In a new report, the World Health Organization has called on European countries to take swift action against the rise of dental disease.
For every two adults in the WHO Region of Europe, one of them suffered from an oral disease in 2019, the report said.
It’s a global problem, with about 3.5 billion people worldwide affected by problems such as tooth decay and tooth loss, said Hans Kluk, WHO regional director for Europe.
The total number of victims in Europe is 466 million. Kluge added that those without health insurance and the marginalized are particularly affected.

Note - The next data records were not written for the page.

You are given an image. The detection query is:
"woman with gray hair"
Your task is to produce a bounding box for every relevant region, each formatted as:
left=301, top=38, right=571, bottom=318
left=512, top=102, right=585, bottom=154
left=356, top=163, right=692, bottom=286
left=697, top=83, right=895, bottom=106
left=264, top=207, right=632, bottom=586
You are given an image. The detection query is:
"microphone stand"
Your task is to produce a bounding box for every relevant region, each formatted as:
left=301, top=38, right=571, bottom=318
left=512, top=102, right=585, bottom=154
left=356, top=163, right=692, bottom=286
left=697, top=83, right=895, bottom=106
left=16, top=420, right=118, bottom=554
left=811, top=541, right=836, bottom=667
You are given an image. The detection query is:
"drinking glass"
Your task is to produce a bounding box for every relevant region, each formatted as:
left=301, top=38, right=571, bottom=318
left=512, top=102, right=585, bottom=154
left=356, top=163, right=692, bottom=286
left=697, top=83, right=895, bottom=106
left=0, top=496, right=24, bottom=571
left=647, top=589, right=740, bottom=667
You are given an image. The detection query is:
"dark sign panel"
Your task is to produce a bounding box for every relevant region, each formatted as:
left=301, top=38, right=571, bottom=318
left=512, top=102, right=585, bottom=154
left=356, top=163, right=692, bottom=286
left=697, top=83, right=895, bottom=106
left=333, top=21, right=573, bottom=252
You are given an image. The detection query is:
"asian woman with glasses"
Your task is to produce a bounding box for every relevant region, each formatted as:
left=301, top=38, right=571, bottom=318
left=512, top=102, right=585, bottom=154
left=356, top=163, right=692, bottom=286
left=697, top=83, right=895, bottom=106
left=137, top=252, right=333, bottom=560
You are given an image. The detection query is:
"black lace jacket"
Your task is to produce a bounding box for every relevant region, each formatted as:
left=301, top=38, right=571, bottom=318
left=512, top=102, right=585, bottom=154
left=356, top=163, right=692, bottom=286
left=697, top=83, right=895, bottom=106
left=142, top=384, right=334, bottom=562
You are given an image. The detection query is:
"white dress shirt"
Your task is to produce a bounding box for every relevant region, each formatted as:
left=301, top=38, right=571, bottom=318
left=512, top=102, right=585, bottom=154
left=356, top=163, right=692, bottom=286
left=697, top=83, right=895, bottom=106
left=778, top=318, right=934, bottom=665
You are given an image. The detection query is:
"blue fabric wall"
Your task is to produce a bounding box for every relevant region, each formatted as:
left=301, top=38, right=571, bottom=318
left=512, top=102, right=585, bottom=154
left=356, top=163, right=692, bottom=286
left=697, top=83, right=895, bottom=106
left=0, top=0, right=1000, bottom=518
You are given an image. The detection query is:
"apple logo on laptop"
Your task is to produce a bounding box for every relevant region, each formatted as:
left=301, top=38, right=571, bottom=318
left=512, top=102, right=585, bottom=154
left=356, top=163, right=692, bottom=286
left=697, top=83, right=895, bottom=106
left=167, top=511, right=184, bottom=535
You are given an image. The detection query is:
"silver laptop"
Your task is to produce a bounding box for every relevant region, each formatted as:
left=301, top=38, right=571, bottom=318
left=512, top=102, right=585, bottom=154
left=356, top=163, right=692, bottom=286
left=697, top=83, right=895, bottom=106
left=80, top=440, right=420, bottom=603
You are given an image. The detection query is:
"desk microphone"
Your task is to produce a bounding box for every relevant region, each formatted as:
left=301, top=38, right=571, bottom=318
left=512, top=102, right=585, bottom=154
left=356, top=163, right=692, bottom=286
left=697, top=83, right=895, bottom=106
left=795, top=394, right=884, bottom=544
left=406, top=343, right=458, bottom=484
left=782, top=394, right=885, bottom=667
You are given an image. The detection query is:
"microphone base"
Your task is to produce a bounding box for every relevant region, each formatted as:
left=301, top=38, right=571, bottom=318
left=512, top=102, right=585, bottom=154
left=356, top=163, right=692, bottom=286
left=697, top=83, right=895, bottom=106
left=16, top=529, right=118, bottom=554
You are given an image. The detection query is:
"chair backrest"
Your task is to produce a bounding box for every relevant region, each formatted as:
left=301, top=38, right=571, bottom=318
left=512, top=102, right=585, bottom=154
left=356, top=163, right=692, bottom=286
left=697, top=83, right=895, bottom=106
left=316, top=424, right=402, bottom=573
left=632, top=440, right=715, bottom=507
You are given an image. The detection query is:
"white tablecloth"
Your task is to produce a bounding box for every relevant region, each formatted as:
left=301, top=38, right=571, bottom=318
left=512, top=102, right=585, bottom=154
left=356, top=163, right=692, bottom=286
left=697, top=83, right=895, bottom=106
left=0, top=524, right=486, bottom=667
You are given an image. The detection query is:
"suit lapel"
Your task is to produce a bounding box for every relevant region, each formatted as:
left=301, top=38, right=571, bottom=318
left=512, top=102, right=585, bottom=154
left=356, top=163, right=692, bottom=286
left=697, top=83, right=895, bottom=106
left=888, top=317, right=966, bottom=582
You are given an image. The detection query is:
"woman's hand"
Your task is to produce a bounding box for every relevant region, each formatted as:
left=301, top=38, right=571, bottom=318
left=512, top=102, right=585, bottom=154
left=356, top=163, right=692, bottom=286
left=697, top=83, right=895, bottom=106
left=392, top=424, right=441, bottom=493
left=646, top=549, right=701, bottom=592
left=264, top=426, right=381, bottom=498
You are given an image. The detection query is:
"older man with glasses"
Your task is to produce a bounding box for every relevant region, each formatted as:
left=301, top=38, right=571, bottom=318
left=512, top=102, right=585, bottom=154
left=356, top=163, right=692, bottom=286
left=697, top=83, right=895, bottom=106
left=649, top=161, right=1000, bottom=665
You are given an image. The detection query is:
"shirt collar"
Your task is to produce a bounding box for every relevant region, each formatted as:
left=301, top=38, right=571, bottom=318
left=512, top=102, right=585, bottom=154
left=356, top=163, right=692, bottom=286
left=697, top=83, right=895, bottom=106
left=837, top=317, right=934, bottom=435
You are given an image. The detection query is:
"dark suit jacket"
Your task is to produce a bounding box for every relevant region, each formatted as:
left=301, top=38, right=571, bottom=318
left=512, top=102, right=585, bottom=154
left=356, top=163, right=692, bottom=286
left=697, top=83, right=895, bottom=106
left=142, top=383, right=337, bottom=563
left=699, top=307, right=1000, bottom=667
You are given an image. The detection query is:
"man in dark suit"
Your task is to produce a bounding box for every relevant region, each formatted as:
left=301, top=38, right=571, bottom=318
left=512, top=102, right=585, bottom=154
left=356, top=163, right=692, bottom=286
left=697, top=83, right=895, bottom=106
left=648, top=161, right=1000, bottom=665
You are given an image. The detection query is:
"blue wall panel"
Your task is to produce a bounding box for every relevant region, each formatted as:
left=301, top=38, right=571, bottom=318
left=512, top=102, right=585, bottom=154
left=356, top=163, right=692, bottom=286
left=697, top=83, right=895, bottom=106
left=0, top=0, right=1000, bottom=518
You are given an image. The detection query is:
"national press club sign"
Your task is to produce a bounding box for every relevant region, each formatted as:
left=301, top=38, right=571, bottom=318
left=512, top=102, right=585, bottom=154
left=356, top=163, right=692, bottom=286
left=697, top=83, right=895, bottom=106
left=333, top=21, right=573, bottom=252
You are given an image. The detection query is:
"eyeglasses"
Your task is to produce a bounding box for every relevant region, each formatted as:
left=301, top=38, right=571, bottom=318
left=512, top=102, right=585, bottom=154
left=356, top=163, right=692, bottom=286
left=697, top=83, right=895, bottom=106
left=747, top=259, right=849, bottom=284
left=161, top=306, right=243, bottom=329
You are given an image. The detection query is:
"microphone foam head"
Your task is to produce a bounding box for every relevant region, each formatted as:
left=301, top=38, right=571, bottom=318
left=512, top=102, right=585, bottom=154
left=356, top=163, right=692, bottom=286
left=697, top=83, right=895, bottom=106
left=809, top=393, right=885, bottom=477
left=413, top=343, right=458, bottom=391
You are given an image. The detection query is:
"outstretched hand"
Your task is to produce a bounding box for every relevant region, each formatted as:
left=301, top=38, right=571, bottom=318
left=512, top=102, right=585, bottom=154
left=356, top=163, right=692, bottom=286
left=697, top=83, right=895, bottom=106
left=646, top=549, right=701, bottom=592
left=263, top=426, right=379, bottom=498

The World Health Organization said in its report that 53 member countries in Europe and Central Asia need to improve access to basic dental care.
Copenhagen-based World Health Organization Europe says dental care that is safe, effective and free, or at least affordable, is essential.
“Oral health is an essential component of health care as it contributes to essential functions such as eating, breathing and speaking, and includes self-confidence, well-being and psychological and social dimensions,” the report emphasized. Ability to socialize and work without pain, difficulty or embarrassment.
In addition to sugar consumption, the World Health Organization considers tobacco, alcohol, trauma and poor oral hygiene to be major causes of oral disease.
Tooth decay is the most common non-communicable disease worldwide, but it shouldn’t be, and we have all the tools to prevent it, Klug said.
Kluge said the new policies would be a good starting point to reduce sugar consumption.